In deze enkele woorden beluisteren we dezelfde grondtonen als van ps. 130. Jezus vraagt ommekeer en heenkeer naar God, dus een diepgaande innerlijke verandering. Die verandering kan alleen maar tot stand komen door die verandering gelovig van God aan te nemen. De verwachting van de psalmist, zijn uitzien naar de morgen, is vervuld. God heeft nu ingegrepen. Hij heeft Zijn Zoon Jezus Christus gezonden om Zijn Koninkrijk te vestigen op de aarde.

Zaligsprekingen over de geringen

In de bergrede ontvouwt Jezus dan de grondtrekken van dat Koninkrijk der hemelen. Hij begint met de zaligsprekingen, die één lofzang zijn op de heerlijkheid van de stillen in het land, de rechtvaardigen, degenen die in ootmoed alles gelovig van God alleen verwachten (Mt. 5 : 1-12).
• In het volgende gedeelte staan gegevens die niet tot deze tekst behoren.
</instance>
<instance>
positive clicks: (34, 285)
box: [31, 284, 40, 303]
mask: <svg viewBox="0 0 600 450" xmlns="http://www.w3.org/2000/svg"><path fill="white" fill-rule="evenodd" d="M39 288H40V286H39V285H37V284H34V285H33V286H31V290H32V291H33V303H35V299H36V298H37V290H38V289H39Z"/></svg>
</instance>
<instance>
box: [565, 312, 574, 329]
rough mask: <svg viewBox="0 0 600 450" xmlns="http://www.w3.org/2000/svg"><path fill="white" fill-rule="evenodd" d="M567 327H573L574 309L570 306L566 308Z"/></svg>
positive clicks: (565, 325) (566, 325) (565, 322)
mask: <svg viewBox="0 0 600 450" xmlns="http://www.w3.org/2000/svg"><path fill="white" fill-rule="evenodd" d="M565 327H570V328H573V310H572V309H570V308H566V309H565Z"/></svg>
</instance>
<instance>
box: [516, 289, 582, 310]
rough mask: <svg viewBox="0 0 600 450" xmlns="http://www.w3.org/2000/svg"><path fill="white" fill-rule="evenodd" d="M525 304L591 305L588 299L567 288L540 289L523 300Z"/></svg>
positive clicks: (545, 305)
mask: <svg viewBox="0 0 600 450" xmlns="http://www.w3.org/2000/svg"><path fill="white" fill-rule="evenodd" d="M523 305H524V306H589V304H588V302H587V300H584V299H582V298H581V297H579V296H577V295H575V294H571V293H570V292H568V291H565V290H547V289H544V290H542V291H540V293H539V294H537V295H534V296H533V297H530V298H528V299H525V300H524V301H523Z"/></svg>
De bergrede is een prediking van een radikale geweldloosheid. Jezus houdt ons daarin vóór, dat we op niets van onszelf moeten steunen, maar alleen op God. Hij begint Zijn rede niet met de proklamatie van een grondwet voor dat Koninkrijk, die in scherpe juridische bewoordingen de onderlinge rechtsverhoudingen regelt. Zijn eerste zorg is niet een kerkelijk wetboek geweest. Hij heeft Zich gericht tot het hart van de mens. Als dat hart de juiste instelling heeft, komt het overige vanzelf in orde. „Zoekt eerst het Koninkrijk Gods en Zijn gerechtigheid, en al deze dingen zullen u toegeworpen worden" (Mt. 6 : 33).

Zalig de armen

De geringen worden in de zaligsprekingen met nieuwe woorden, of althans met dieper-gekleurde woorden, aangeduid.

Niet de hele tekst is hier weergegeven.